Depuis le début de la guerre contre le Hamas, le nombre de prescriptions de cannabis thérapeutique pour des Israéliens traumatisés, anxieux et stressés, a explosé.
« La demande est devenue folle », s’écrie le professeur Eyal Fruchter, à la tête d’un centre médical du nord d’Israël spécialisé dans la santé mentale. Les médecins autorisés à prescrire le cannabis médical sont débordés. Non seulement de nouveaux patients veulent trouver un semblant de sérénité, mais ceux qui disposent déjà d’ordonnances ont tendance à augmenter leur consommation, à constituer des réserves pour faire face à une éventuelle pénurie. L’ambiance générale y pousse.
Les tirs de roquettes accompagnés des hurlements de sirènes qui contraignent parfois plusieurs fois par jour les habitants à se précipiter dans les abris, l’angoisse provoquée par la liste de 1.400 morts et le sort de 220 otages détenus par le Hamas, le stress induit par les médias qui diffusent des nouvelles de la guerre en continu provoquent des effets anxiogènes. Le terrain est en outre propice. Avec plus de 120.000 patients autorisés à utiliser du cannabis médical délivré dans les pharmacies et sous le contrôle du ministère de la Santé, les Israéliens détiennent un record mondial par rapport au nombre d’habitants.
Phénomène de société
Cette herbe est utilisée pour une large gamme d’affections physiques et mentales tels le stress post-traumatique, les douleurs chroniques liées à la maladie de Parkinson, la sclérose en plaques, les cancers, les soins palliatifs… Son utilisation est devenue un véritable phénomène de société.
Un patient consomme en moyenne 420 grammes par an.

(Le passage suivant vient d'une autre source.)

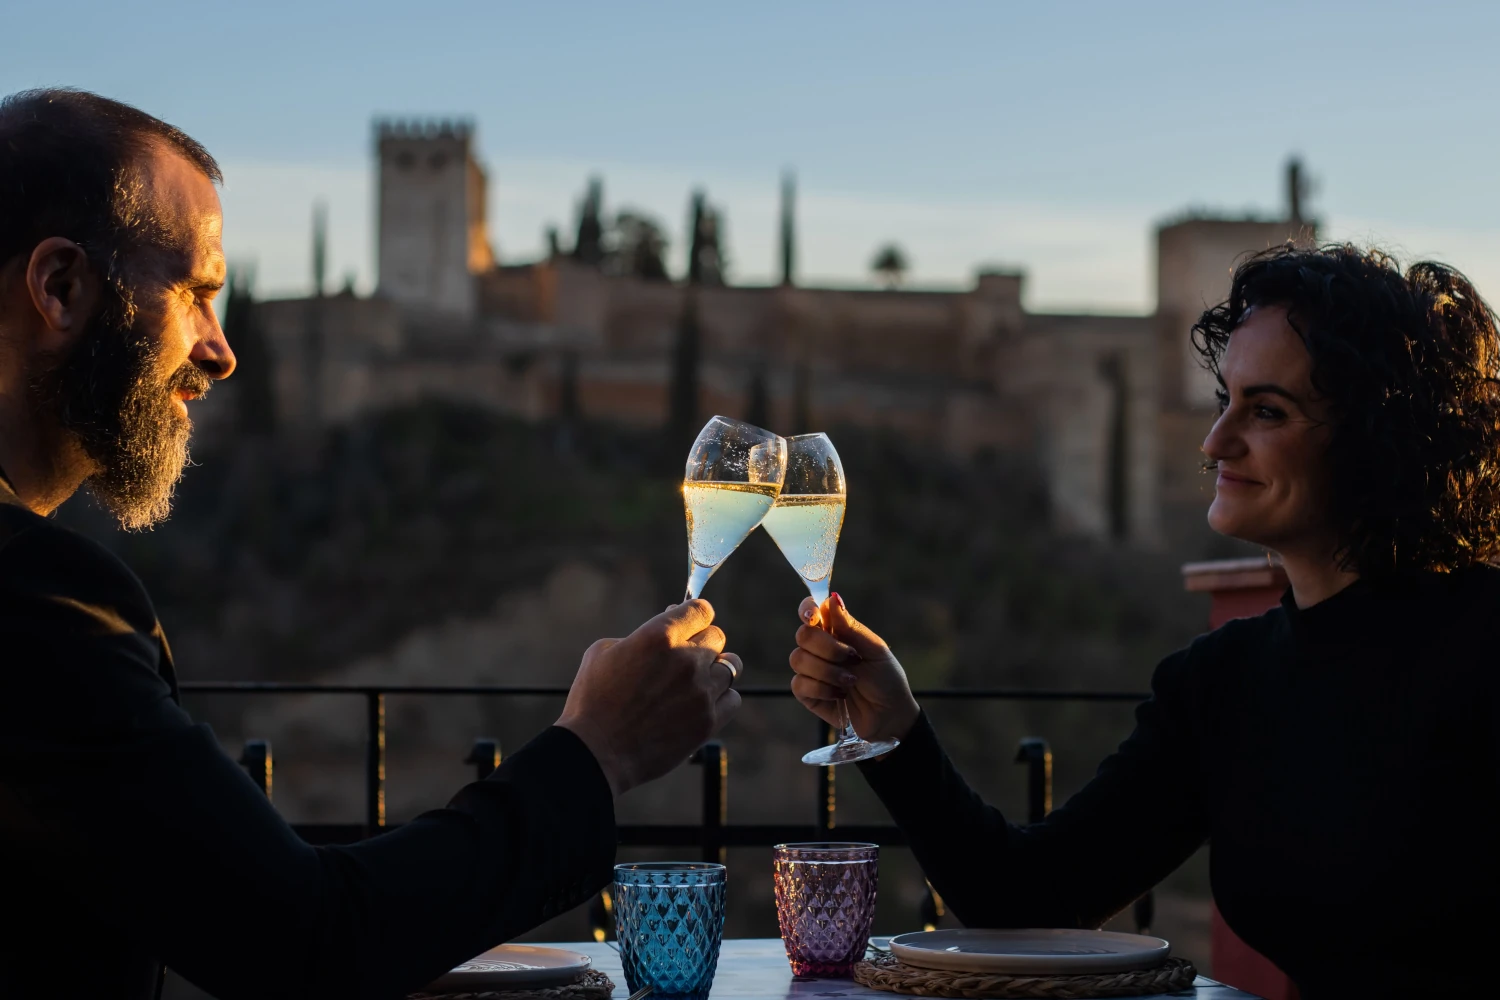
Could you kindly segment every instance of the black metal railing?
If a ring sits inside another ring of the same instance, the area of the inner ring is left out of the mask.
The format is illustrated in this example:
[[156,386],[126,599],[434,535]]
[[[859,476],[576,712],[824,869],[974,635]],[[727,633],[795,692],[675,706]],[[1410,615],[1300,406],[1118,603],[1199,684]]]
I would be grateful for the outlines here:
[[[440,697],[509,697],[565,698],[565,686],[524,685],[427,685],[427,684],[300,684],[266,681],[187,682],[182,692],[190,695],[343,695],[357,697],[365,703],[365,817],[357,823],[295,824],[294,829],[309,843],[351,843],[388,829],[385,819],[385,752],[387,695],[429,695]],[[786,688],[743,688],[744,698],[790,698]],[[1137,703],[1148,695],[1135,691],[1028,691],[1010,688],[939,688],[915,692],[919,701],[956,700]],[[831,742],[830,730],[817,723],[817,740]],[[483,779],[500,766],[501,749],[494,739],[477,739],[463,763],[473,765],[475,775]],[[1045,739],[1027,737],[1017,748],[1015,761],[1026,765],[1027,822],[1036,823],[1052,809],[1052,749]],[[274,761],[271,745],[264,740],[247,740],[239,762],[267,795],[272,794]],[[702,768],[701,815],[697,824],[630,823],[618,827],[620,843],[632,847],[696,847],[706,861],[719,861],[730,847],[770,847],[785,841],[826,838],[835,829],[841,840],[869,841],[882,846],[906,843],[900,828],[893,824],[838,824],[836,769],[815,769],[816,812],[811,823],[730,823],[728,822],[729,756],[723,744],[704,744],[691,758]],[[1147,893],[1135,904],[1138,928],[1149,928],[1153,903]],[[942,900],[932,893],[923,902],[923,922],[935,923],[942,915]]]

Phénomène nouveau, certains d’entre eux jouent la carte de la solidarité en diminuant leurs commandes ou en faisant des dons afin que d’autres parmi les dizaines de milliers d’Israéliens évacués de leur domicile trop proche de la bande de Gaza ou de la frontière avec le Liban ne soient pas confrontés à un manque.

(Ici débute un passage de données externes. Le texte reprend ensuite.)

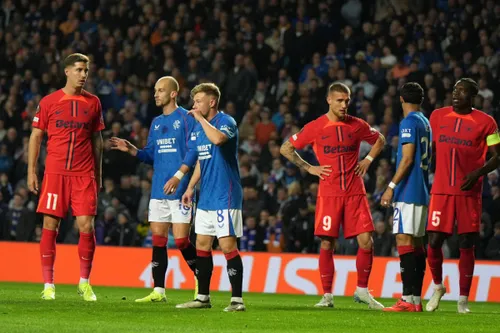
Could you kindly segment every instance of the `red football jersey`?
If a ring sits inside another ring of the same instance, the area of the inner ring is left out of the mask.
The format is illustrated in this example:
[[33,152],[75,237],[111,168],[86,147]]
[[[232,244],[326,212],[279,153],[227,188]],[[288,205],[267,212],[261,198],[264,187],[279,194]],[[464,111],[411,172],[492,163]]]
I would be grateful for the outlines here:
[[356,176],[359,145],[373,145],[380,133],[367,122],[346,116],[344,121],[331,121],[325,115],[311,121],[290,138],[296,149],[311,144],[320,165],[331,165],[332,173],[319,181],[318,196],[351,196],[366,194],[363,179]]
[[460,186],[466,175],[484,165],[488,146],[500,143],[495,120],[476,109],[460,115],[449,106],[434,110],[430,123],[436,156],[431,193],[481,196],[482,178],[470,191]]
[[33,127],[47,132],[45,173],[94,176],[92,133],[104,129],[97,96],[86,91],[81,95],[55,91],[40,101]]

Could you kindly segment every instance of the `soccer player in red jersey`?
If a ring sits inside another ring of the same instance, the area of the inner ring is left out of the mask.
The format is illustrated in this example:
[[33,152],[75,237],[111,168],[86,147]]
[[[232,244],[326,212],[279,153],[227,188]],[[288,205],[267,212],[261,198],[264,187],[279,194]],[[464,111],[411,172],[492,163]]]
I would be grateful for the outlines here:
[[[382,151],[385,138],[365,121],[347,115],[350,99],[350,90],[346,85],[331,84],[327,96],[328,113],[293,135],[282,145],[281,154],[320,178],[314,234],[321,238],[319,272],[324,295],[316,306],[333,307],[333,247],[342,225],[345,238],[357,237],[359,244],[356,258],[358,284],[354,300],[368,304],[372,309],[383,309],[384,306],[367,289],[373,262],[374,229],[363,177],[373,159]],[[358,163],[362,141],[373,147]],[[296,153],[296,149],[309,144],[320,166],[310,165]]]
[[[63,66],[66,85],[40,101],[29,141],[28,187],[31,192],[40,193],[37,212],[43,214],[40,257],[45,288],[42,299],[55,299],[57,230],[71,206],[80,230],[78,293],[85,301],[95,301],[89,276],[95,251],[97,193],[102,183],[104,121],[99,99],[83,90],[89,58],[79,53],[71,54]],[[37,161],[45,133],[48,136],[47,158],[40,188]]]
[[[430,117],[436,173],[431,190],[427,232],[427,261],[435,289],[427,311],[439,307],[446,293],[443,285],[444,240],[457,223],[460,238],[460,296],[458,312],[469,312],[468,296],[474,274],[474,242],[482,213],[482,179],[499,166],[500,136],[495,120],[472,107],[478,93],[477,83],[459,80],[453,87],[453,106],[434,110]],[[491,158],[486,162],[487,151]]]

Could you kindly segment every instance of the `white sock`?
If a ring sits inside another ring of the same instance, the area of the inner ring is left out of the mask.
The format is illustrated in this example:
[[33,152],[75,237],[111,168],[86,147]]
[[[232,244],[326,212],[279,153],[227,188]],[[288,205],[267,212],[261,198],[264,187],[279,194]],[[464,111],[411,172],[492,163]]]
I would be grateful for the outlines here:
[[202,301],[202,302],[207,302],[210,300],[210,295],[201,295],[198,294],[198,297],[196,297],[197,300]]
[[331,293],[326,293],[323,295],[324,297],[333,297],[333,295]]
[[89,283],[89,279],[80,278],[80,283]]
[[162,295],[165,294],[165,288],[155,287],[154,291]]
[[413,295],[403,295],[403,296],[401,296],[401,298],[403,299],[403,301],[405,301],[407,303],[413,302]]
[[231,297],[231,303],[232,302],[242,303],[243,304],[243,297]]
[[360,293],[367,293],[368,292],[368,288],[356,287],[356,290]]
[[440,284],[435,284],[434,285],[434,289],[443,289],[443,288],[444,288],[444,285],[443,285],[442,282]]
[[465,302],[467,303],[469,301],[469,296],[458,296],[458,302],[461,303],[461,302]]
[[55,288],[56,286],[54,286],[53,283],[45,283],[43,285],[43,289],[49,289],[49,288]]
[[421,296],[413,296],[413,304],[419,305],[422,303],[422,297]]

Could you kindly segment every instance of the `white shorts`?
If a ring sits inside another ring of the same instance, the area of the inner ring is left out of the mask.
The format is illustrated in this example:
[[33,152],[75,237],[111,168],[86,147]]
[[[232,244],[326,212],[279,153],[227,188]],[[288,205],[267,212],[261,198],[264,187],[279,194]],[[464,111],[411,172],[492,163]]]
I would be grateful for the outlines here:
[[203,210],[197,209],[194,218],[197,235],[217,236],[217,238],[243,235],[243,215],[241,209]]
[[149,200],[149,222],[191,223],[192,213],[180,200]]
[[423,237],[427,225],[427,206],[406,202],[395,202],[392,221],[393,234]]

Nir Oz, un des kibboutz attaqués par les islamistes, est parvenu, malgré la mobilisation de réservistes qui a provoqué une pénurie de main-d’oeuvre, à maintenir sa production de marijuana dans ses serres. Le professeur Fruchter met toutefois en garde contre l’illusion selon laquelle il s’agirait d’un médicament miracle. Selon lui, il n’est pas du tout évident que le cannabis médical soit adapté aux bouffées d’angoisse provoquées par la guerre. « Je ne pense pas non plus qu’il constitue une solution pour les gens qui ont des problèmes de sommeil », ajoute-t-il.
Compétition mondiale
Malgré ces réserves, tout ce secteur est en plein boom. Des dizaines de start-up ont été créées ces dernières années. Israël et le Maroc se sont lancés dans une compétition pour se placer sur un marché mondial qui pourrait atteindre les 42 milliards de dollars d’ici à cinq ans. Deux anciens Premiers ministres israéliens, Ehud Barak et Ehud Olmert, ont occupé des postes de directeur et de consultant dans des entreprises spécialisées dans le cannabis médical. Le secteur a toutefois connu après une période « très high » un léger passage à vide ces derniers mois.

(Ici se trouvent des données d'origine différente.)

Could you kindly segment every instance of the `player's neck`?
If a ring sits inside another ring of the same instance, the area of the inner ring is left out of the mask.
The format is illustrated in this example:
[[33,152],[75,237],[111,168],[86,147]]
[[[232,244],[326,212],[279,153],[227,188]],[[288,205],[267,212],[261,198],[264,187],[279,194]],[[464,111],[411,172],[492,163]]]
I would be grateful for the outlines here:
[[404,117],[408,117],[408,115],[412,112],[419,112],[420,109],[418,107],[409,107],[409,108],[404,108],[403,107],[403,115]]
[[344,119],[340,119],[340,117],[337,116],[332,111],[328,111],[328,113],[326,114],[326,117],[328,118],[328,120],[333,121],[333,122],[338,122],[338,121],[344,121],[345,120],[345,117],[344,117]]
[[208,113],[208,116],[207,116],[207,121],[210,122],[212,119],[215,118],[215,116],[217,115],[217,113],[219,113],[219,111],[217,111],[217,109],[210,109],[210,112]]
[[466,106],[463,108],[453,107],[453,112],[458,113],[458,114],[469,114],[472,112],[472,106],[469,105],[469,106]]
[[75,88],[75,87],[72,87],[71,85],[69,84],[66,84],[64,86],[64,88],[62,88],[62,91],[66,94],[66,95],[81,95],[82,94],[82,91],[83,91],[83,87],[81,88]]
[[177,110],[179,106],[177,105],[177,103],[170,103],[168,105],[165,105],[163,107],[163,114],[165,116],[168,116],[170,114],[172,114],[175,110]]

Pour ce qui est de la marijuana à fumer « à des fins récréatives », la loi israélienne a adopté une approche de plus en plus libérale. Depuis quatre ans, son usage est en grande partie décriminalisé à condition qu’elle ne pas soit consommée par des mineurs ou des soldats. Seule la consommation publique est passible d’amendes. Mais il suffit de humer certains effluves dans les rues de quartiers branchés de Tel-Aviv pour constater que la loi est appliquée avec une certaine bienveillance.